= Caloe =

Town in the Roman province of Asia

Caloe was a town in the Roman province of Asia. It is mentioned as Kaloe or Keloue in 3rd-century inscriptions; as Kalose in Hierocles's Synecdemos (660); and as Kalloe, Kaloe, and Kolone in Parthey's Notitiæ episcopatuum, in which it figures from the 6th to the 12fth or 13th century.

==Description==
Caloe was in the upper valley of the Küçük Menderes (Kaystros) western Turkey, and is identified with the modern Kiraz, Keleş stream, to the southwest of Alaşehir (ancient Philadelphia). The 10th-century historian Leo the Deacon, who was born in Caloe, describes the village as, "a very beautiful village in Asia, located on the slopes of Mt.

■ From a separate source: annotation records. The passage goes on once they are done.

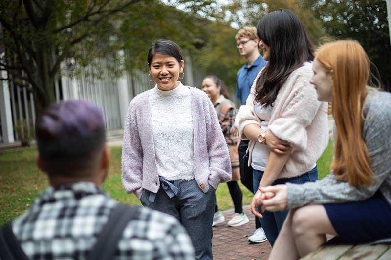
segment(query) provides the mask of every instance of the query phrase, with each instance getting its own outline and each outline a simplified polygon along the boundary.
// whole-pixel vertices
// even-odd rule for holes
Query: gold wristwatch
[[[266,131],[265,130],[262,129],[261,129],[261,132],[258,134],[258,142],[262,144],[266,144],[265,133]]]

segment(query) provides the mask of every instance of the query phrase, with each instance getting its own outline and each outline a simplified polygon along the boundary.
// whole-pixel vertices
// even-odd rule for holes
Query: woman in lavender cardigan
[[[156,85],[129,105],[122,183],[144,206],[176,218],[197,258],[212,259],[214,190],[231,175],[225,140],[206,94],[177,81],[184,61],[176,44],[153,42],[148,62]]]

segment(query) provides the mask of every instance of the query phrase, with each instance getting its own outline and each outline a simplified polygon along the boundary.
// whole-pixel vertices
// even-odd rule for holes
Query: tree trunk
[[[50,75],[53,52],[50,48],[43,45],[38,52],[37,67],[35,68],[36,79],[39,87],[34,90],[37,115],[39,116],[44,109],[56,102],[54,80],[55,74]]]

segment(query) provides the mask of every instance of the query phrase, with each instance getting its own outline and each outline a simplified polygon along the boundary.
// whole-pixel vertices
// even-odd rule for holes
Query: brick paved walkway
[[[247,238],[255,230],[254,216],[250,210],[250,206],[243,207],[250,219],[250,222],[240,227],[231,227],[227,221],[234,214],[234,209],[222,212],[225,217],[225,222],[222,226],[213,227],[212,240],[214,260],[227,259],[260,260],[267,260],[271,251],[271,246],[266,241],[259,244],[250,244]]]

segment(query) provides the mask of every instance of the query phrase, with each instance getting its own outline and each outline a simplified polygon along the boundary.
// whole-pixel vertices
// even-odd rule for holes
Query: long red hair
[[[333,74],[332,114],[337,133],[331,170],[352,186],[369,186],[373,173],[362,129],[370,61],[361,45],[350,40],[326,43],[316,52],[315,59]]]

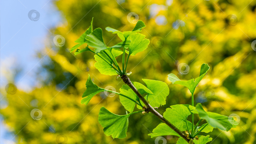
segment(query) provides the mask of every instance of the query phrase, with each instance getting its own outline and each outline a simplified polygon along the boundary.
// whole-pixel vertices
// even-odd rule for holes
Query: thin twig
[[[163,122],[167,125],[168,126],[171,128],[174,131],[176,132],[177,134],[180,135],[180,136],[184,139],[188,143],[189,142],[189,139],[188,139],[186,135],[183,134],[181,131],[179,129],[177,129],[176,127],[173,124],[171,124],[171,123],[167,120],[165,118],[163,117],[162,115],[157,111],[155,110],[153,108],[151,105],[149,105],[149,102],[143,97],[140,93],[138,91],[138,90],[134,87],[132,83],[131,82],[130,79],[128,76],[126,75],[123,75],[121,77],[123,81],[127,85],[130,87],[134,92],[134,93],[136,93],[137,95],[140,98],[140,99],[143,102],[143,103],[146,105],[147,107],[146,108],[145,110],[145,111],[147,112],[151,112],[154,114],[159,119],[161,120]],[[193,142],[192,143],[194,143]]]

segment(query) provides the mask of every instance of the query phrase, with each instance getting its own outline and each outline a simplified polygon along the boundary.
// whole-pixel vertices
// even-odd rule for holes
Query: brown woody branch
[[[131,87],[131,89],[132,89],[132,90],[134,92],[134,93],[136,93],[137,95],[138,96],[139,98],[140,98],[140,100],[141,100],[143,102],[143,103],[144,103],[145,105],[146,105],[146,106],[147,107],[145,110],[145,111],[147,112],[151,112],[155,115],[157,117],[158,117],[159,119],[161,119],[163,122],[164,123],[165,123],[167,124],[167,125],[171,128],[173,129],[173,130],[176,132],[177,134],[179,135],[180,135],[181,137],[186,140],[188,143],[189,143],[190,140],[189,139],[188,139],[188,138],[187,138],[186,135],[185,135],[183,133],[177,129],[177,128],[176,128],[176,127],[175,127],[175,126],[173,124],[171,123],[169,121],[164,117],[162,116],[161,115],[158,113],[158,112],[157,111],[156,111],[155,110],[154,108],[151,106],[151,105],[149,105],[148,101],[147,101],[146,99],[144,98],[138,91],[138,90],[134,86],[133,86],[133,85],[131,83],[130,79],[127,75],[123,75],[121,77],[121,78],[123,80],[124,82],[127,85],[129,86],[129,87]]]

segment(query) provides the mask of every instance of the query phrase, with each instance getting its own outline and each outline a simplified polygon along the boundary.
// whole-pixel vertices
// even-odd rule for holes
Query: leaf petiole
[[[194,138],[194,137],[195,137],[195,136],[197,135],[198,135],[199,134],[199,133],[200,133],[200,132],[201,132],[201,131],[203,130],[204,129],[205,127],[206,127],[206,126],[207,126],[207,125],[208,125],[208,123],[207,123],[207,124],[205,124],[205,125],[204,126],[204,127],[203,127],[203,128],[202,128],[201,129],[200,129],[200,130],[198,131],[198,132],[195,135],[194,135],[194,136],[193,136],[193,138]]]
[[[191,137],[191,135],[190,134],[190,133],[189,132],[189,129],[188,129],[188,125],[187,124],[187,121],[186,120],[186,125],[187,125],[187,131],[188,131],[188,134],[189,135],[189,137]]]
[[[105,58],[103,58],[103,57],[101,57],[101,55],[100,55],[98,54],[97,54],[97,53],[95,53],[95,51],[92,51],[92,50],[89,50],[89,51],[91,51],[92,52],[93,52],[93,53],[94,53],[94,54],[95,54],[96,55],[97,55],[97,56],[99,56],[99,57],[100,57],[102,59],[103,59],[103,60],[104,60],[104,61],[105,61],[105,62],[106,62],[107,63],[107,64],[108,64],[109,65],[110,65],[110,66],[111,66],[111,67],[112,67],[112,68],[113,68],[115,70],[116,70],[116,72],[117,73],[117,74],[118,74],[119,75],[121,75],[120,74],[119,74],[119,71],[118,71],[118,70],[117,70],[117,69],[116,68],[114,67],[114,66],[113,66],[113,65],[112,65],[112,64],[111,64],[110,63],[109,63],[109,62],[107,60],[106,60],[106,59],[105,59]]]
[[[129,54],[128,54],[128,56],[127,57],[127,59],[126,60],[126,63],[125,63],[125,70],[126,71],[126,68],[127,67],[127,63],[128,63],[128,60],[129,59],[129,57],[130,57],[130,52],[129,52]]]
[[[126,41],[126,40],[127,39],[127,38],[125,38],[125,41]],[[123,59],[122,61],[122,63],[123,66],[123,75],[125,74],[125,45],[124,45],[124,51],[123,52]]]
[[[105,91],[107,91],[107,92],[111,92],[111,93],[116,93],[116,94],[119,95],[120,95],[121,96],[123,96],[124,97],[125,97],[131,100],[132,101],[133,101],[133,102],[135,103],[136,104],[137,104],[137,105],[139,105],[141,106],[142,107],[143,107],[142,105],[141,104],[139,103],[138,102],[137,102],[137,101],[136,101],[136,100],[134,100],[134,99],[132,99],[130,98],[130,97],[128,97],[127,96],[126,96],[126,95],[125,95],[123,94],[122,93],[118,93],[117,92],[114,92],[114,91],[111,91],[110,90],[108,90],[108,89],[104,89],[104,88],[102,88],[102,89],[103,89],[103,90],[104,90]]]
[[[197,124],[196,125],[196,126],[195,127],[195,129],[194,129],[194,130],[192,131],[192,132],[191,135],[193,135],[194,134],[194,133],[196,131],[196,130],[197,129],[197,127],[198,126],[198,125],[199,124],[199,123],[200,123],[200,122],[201,122],[201,121],[202,121],[203,120],[203,119],[200,119],[200,120],[199,120],[199,121],[198,121],[198,122],[197,122]]]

Tmolos, near the sources of the river Kaystros, which, after flowing past the Kelbianon region and offering a most pleasant vista to the beholder, empties out into the gulf of Ephesos, that famous and celebrated city, and forms an estuary."

The bishopric of Caloe was a suffragan of the metropolitan see of Ephesus and was thus within the Roman province of Asia. Le Quien was therefore mistaken in supposing that the titular see was named after Lake Koloe in Lydia, near which were the tombs of Lydian kings and the temple of Artemis Koloene.

The names of three of its bishops are known because their participation in councils: Aphobius in the Council of Ephesus of 431; Gregorius in the Trullan Council of 692; and Theophanes in the Second Council of Nicaea in 787.

No longer a residential bishopric, Caloe is today listed by the Catholic Church as a titular see.